• Dott.Emanuele Di Domenico

La mia prima visita dal nutrizionista

La maggior parte delle persone, me compreso, almeno una volta nella vita è stata in contatto con un dietologo o un nutrizionista.

Quando ero ragazzo, neanche sapevo chi fosse. La mia prima esperienza con questa figura è stata abbastanza traumatica.


Tramite passaparola, mia madre ottenne il numero di una famosa nutrizionista della mia città, e mi aveva convinto ad andarci per cambiare il mio aspetto, che iniziava a non piacermi più.


Ero in fibrillazione, mi guardai allo specchio, e pensai tra me e me:


“a breve quest’immagine riflessa sarà solo un ricordo…”


Il giorno dell'appuntamento, ci accolse una giovane segretaria. Io ero in trepidazione, e iniziavo a farmi mille domande:


"Che cosa dovrò fare? Che cosa mi chiederà?"


La porta si apre, e una voce lontana pronuncia il mio nome.


“Di Domenico? Si accomodi”…


Abbastanza spaventato, entro facendo accomodare prima mia madre, cercando di nascondermi dietro di lei.


La dottoressa mi da un’occhiata fugace, e poi chiede le informazioni a mia madre, mentre io con le mani tremolanti resto seduto sulla poltroncina.


“Tra poco sarà il turno delle mie domande", pensai.


Ma quel momento non arrivò.


La dottoressa, senza troppi fronzoli e senza neanche pronunciare il mio nome, mi chiese di alzarmi, spogliarmi, di salire sulla bilancia e dirle che numero riportava.


“Spogliarmi? Davanti mia madre e una sconosciuta che non mi ha neanche rivolto una parola?”


Rosso in volto, e soprattutto per dovere, iniziai a spogliarmi, restando molto titubante sull’abbassarmi i pantaloni, dal momento che per vergogna di me stesso, non mi spogliavo più neanche davanti a mia madre, ma poi esortato nuovamente, lo feci e salii sulla bilancia.

Non comparve alcun numero da comunicare, mi sentivo nudo, impacciato ed ero nel pallone.

“Così si rompe!
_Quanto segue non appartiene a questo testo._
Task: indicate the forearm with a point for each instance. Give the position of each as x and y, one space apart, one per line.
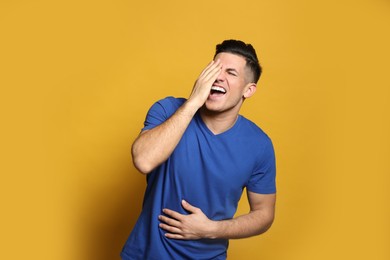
154 146
251 224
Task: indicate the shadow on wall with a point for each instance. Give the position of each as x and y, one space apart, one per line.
109 216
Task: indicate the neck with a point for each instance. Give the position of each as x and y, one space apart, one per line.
216 122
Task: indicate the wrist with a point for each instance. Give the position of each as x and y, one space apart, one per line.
213 230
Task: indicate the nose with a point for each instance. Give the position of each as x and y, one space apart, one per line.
220 77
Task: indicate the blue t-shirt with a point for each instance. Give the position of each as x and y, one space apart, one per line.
207 170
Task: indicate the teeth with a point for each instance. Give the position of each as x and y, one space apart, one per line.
218 89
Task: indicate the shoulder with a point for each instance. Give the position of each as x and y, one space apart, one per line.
252 130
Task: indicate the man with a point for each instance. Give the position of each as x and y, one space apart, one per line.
199 154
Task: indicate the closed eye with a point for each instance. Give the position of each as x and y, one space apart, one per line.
232 72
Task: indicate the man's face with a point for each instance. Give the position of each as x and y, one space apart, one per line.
231 85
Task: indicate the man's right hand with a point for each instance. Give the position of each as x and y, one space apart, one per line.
203 84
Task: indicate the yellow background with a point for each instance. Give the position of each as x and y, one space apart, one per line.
77 78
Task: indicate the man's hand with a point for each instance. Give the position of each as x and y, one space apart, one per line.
203 84
196 225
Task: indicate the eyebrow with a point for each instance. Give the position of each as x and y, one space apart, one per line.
232 69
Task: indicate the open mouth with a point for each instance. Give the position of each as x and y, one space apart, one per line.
217 90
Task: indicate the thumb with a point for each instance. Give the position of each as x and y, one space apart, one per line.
187 206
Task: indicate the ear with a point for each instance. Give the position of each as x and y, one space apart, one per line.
249 90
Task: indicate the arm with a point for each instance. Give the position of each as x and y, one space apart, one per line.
154 146
196 225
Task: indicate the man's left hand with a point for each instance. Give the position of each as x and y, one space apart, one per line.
196 225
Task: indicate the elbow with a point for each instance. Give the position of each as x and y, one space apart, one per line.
141 163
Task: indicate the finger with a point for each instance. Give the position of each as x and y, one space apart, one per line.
170 229
214 65
173 214
207 67
187 206
169 221
174 236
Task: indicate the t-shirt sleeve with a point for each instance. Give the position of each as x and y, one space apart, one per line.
160 111
263 177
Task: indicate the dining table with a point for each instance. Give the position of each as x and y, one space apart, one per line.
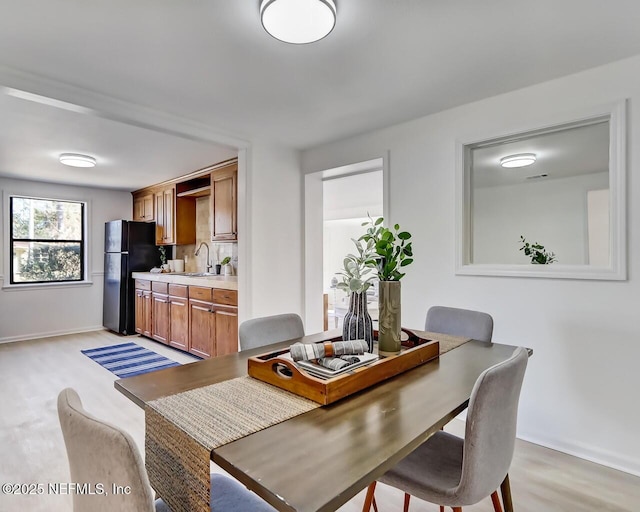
319 460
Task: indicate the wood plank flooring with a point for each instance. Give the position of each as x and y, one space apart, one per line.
32 449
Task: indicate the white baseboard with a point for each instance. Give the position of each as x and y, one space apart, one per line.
590 453
49 334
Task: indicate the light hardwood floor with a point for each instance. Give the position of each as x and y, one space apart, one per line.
32 449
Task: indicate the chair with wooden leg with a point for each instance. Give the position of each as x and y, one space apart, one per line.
266 330
454 472
103 454
460 322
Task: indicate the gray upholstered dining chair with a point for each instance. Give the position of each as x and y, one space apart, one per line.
455 472
266 330
459 322
102 453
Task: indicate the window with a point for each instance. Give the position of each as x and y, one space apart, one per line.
47 240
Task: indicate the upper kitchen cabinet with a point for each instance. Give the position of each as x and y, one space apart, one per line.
143 209
224 203
175 217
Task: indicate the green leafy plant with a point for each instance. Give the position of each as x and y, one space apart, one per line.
355 274
163 254
392 249
537 253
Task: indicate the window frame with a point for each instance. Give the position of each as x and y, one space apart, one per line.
84 241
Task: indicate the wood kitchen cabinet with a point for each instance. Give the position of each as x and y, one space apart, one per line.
143 307
160 312
213 321
201 328
143 206
224 204
196 319
226 330
175 218
179 316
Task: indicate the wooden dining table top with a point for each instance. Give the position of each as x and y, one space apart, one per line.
319 460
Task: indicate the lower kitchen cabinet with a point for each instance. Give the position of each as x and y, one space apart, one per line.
179 316
160 317
226 327
143 307
196 319
159 312
202 328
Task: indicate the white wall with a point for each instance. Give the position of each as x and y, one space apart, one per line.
46 311
274 213
552 212
580 392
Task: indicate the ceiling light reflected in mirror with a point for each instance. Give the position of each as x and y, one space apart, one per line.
521 160
77 160
298 21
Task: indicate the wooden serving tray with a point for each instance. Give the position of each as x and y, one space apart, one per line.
268 368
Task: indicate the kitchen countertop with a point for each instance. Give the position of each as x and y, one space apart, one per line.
222 282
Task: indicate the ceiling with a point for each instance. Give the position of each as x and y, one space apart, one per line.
560 154
210 62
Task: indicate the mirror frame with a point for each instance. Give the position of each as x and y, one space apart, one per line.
617 268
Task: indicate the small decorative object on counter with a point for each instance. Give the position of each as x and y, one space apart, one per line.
228 269
393 251
163 259
538 254
310 351
356 281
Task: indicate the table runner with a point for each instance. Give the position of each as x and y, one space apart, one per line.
182 429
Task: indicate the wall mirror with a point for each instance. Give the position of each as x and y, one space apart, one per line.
560 188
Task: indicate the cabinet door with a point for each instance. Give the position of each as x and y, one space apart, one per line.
179 320
168 196
224 204
141 314
143 207
226 329
201 328
160 317
160 227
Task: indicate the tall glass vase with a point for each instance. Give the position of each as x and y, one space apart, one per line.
389 318
357 321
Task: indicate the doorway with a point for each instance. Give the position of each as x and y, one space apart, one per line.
337 202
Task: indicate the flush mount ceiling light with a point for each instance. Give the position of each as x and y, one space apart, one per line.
298 21
520 160
76 160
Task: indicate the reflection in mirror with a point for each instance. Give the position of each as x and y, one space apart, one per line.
545 201
548 202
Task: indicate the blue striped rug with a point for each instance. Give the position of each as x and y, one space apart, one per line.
128 359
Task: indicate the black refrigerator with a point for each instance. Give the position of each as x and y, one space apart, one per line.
128 247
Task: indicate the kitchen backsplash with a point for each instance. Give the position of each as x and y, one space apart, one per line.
218 250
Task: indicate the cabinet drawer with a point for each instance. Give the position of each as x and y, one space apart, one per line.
178 290
141 284
229 297
159 287
200 293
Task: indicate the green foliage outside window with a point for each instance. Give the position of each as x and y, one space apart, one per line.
47 240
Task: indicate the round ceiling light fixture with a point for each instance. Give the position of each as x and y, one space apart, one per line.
77 160
519 160
298 21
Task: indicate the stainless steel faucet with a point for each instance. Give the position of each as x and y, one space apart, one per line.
209 266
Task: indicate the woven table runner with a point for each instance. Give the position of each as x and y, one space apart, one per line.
182 429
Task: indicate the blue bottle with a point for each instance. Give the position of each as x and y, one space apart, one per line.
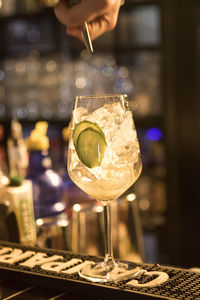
48 187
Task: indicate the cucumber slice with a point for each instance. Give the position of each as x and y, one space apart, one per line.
90 147
82 126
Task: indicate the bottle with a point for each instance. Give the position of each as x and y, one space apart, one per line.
48 185
17 151
20 220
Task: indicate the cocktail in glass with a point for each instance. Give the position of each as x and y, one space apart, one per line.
104 161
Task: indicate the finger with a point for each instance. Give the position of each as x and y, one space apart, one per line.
87 10
96 28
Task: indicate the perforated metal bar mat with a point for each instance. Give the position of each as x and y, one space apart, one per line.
55 269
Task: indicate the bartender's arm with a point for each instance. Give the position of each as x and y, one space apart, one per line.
101 16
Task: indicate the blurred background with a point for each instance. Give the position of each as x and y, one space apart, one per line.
153 55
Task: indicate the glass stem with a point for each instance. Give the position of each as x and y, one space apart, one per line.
109 260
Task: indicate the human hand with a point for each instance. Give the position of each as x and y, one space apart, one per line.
101 16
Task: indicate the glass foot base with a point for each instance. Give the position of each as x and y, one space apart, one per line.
100 272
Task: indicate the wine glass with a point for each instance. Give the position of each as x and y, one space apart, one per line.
104 161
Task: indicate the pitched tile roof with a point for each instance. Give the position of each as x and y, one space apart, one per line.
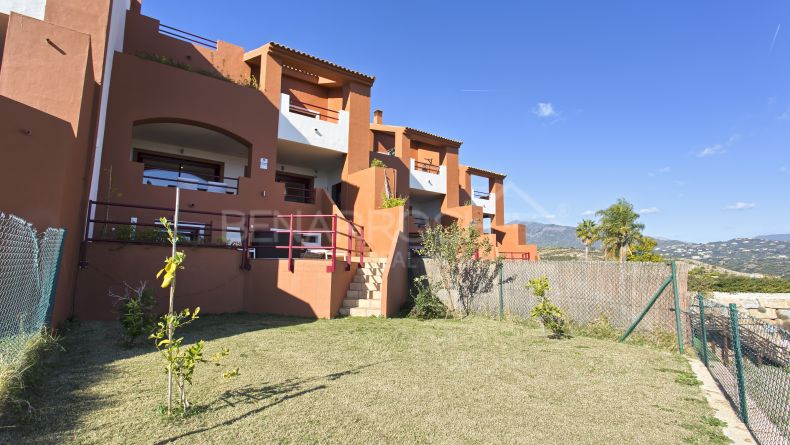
324 61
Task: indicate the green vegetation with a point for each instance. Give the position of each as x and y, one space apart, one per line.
704 280
643 251
587 233
251 82
462 257
19 371
548 313
368 380
618 229
136 307
427 304
389 202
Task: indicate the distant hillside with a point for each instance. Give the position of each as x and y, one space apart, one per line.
550 235
781 237
767 255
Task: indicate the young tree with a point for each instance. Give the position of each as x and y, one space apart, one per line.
643 251
587 233
619 229
461 255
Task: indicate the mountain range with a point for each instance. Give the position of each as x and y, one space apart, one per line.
765 254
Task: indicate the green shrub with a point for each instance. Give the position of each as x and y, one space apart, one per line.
549 314
136 307
426 304
393 201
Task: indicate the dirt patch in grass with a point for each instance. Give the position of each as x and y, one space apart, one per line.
371 381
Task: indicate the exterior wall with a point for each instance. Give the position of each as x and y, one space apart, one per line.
312 130
213 281
30 8
46 132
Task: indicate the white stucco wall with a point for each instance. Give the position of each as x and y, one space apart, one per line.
30 8
431 182
233 165
488 205
323 179
311 130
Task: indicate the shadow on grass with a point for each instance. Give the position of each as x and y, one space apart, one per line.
252 395
60 398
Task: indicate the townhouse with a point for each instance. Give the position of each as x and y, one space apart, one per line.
107 112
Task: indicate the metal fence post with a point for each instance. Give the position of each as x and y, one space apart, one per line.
701 301
678 323
736 344
501 296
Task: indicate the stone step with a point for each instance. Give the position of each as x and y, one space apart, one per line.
365 286
360 312
363 294
367 304
360 278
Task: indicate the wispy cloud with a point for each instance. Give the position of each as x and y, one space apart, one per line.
773 41
717 149
649 210
544 110
740 205
711 150
660 171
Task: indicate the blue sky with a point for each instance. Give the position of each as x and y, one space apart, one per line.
681 107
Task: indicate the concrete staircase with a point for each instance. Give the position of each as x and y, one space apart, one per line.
363 298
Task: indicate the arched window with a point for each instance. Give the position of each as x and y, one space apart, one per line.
192 156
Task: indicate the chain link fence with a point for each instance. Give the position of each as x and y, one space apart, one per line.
29 264
588 291
750 359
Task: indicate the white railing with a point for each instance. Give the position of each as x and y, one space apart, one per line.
313 125
485 200
428 179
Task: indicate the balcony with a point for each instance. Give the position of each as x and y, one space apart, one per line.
486 200
313 125
427 177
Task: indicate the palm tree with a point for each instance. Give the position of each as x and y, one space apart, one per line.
619 229
587 233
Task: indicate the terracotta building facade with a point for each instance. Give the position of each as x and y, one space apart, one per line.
270 149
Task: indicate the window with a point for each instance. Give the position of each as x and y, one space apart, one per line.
297 188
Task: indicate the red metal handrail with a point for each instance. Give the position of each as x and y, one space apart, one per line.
302 108
516 256
355 234
426 167
180 34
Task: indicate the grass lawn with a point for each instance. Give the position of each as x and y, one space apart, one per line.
370 381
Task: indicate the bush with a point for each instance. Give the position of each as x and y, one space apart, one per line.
393 201
426 304
136 306
549 314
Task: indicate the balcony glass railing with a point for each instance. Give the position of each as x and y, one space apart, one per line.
188 181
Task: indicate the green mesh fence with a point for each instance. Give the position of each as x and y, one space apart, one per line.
758 387
29 264
588 291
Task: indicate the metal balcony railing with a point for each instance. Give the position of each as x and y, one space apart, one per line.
198 229
180 34
426 167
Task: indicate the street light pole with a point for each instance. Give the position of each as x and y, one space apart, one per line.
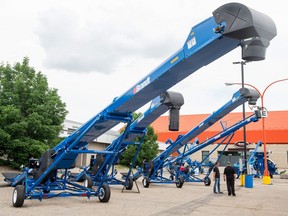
266 176
243 107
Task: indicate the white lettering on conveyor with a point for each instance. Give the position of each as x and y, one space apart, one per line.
139 87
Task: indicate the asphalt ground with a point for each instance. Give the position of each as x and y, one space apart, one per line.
161 199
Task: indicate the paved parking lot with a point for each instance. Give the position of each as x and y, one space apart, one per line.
191 199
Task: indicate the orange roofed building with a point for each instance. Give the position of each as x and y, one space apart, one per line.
276 127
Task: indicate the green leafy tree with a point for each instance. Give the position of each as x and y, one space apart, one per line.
148 150
31 113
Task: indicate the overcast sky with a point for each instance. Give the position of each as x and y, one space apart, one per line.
93 51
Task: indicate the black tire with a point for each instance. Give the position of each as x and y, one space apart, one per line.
180 182
105 193
18 196
146 182
207 181
130 183
88 183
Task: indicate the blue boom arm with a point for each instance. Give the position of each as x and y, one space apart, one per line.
232 25
166 101
238 98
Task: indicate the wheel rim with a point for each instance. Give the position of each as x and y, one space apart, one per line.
101 193
15 196
86 183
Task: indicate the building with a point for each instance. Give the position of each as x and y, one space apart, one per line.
276 127
99 143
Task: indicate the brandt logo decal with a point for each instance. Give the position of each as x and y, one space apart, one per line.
141 85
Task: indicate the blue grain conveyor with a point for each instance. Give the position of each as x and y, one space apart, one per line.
231 25
256 164
99 166
156 167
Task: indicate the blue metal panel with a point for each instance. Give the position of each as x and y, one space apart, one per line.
238 98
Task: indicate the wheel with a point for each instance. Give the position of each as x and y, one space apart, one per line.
88 182
130 183
179 182
207 181
105 193
18 196
45 190
145 182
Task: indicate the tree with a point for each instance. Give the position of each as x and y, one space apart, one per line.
148 150
31 113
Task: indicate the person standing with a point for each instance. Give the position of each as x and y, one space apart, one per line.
216 177
229 176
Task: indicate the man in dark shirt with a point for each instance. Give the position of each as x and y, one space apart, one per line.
229 176
216 177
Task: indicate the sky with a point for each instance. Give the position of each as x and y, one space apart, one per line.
93 51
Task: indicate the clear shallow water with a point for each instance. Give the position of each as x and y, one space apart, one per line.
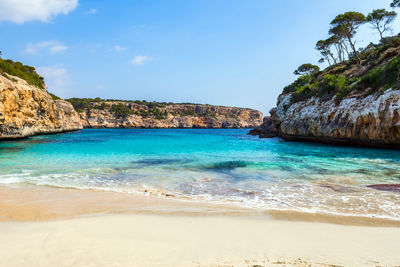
211 165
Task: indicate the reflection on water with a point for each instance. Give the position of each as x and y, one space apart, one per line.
212 165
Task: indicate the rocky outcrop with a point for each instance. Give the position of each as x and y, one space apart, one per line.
26 110
100 115
372 120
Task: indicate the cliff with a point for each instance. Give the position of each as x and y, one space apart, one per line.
27 110
348 103
98 113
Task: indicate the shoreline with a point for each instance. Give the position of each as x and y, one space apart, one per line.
175 240
24 203
45 226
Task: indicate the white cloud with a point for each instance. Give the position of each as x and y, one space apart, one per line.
58 48
52 46
20 11
141 26
139 60
56 77
119 48
92 11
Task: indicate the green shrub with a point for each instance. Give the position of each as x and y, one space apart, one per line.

Devi prima appoggiare un piede, far accendere il display e poi salirci su e comunicarmi il numero!”

Ottimo inizio, le prime parole che la dottoressa mi rivolse furono di rimprovero. Ormai con il rosso in volto, che volgeva al violaceo, ripeto l’operazione e comunico il peso.

Nel frattempo, si apre la porta, entra anche la segretaria in studio, che mi guarda e sorride, lasciando uno spiraglio di porta aperta, con occhi di pazienti che incrociavano i miei…volevo morire!

In quel momento desideravo soltanto essere invisibile, chiudere gli occhi, e ritrovarmi a casa nella mia stanza, vestito e a giocare.

Finalmente mi rivesto, mi riaccomodo sulla poltrona, e se prima erano tremolanti solo le mani, ora ero in completa agitazione e disagio.


La visita era terminata! 20 minuti di agonia, e soldi spesi, per sentirmi dire che ero obeso e che dovevo dimagrire. La dottoressa consegna a mia madre uno dei tanti fogli prestampati disposti sulla sua scrivania, con cose che avrei dovuto mangiare.


Poi prescrive delle miracolose fialette di fucus e betulla da dover assumere 3 volte al giorno prima dei pasti. Tra un mese sarei dovuto andare lì da lei con almeno 6kg in meno.


Ovviamente fu un fiasco totale!

Mia madre ne uscì con 120.000 lire in meno ed un foglio di carta.


Io ne uscii come un numero su di una bilancia, senza nome.


"Se avessi saputo prima che la visita sarebbe stata così…non ci sarei mai andato!"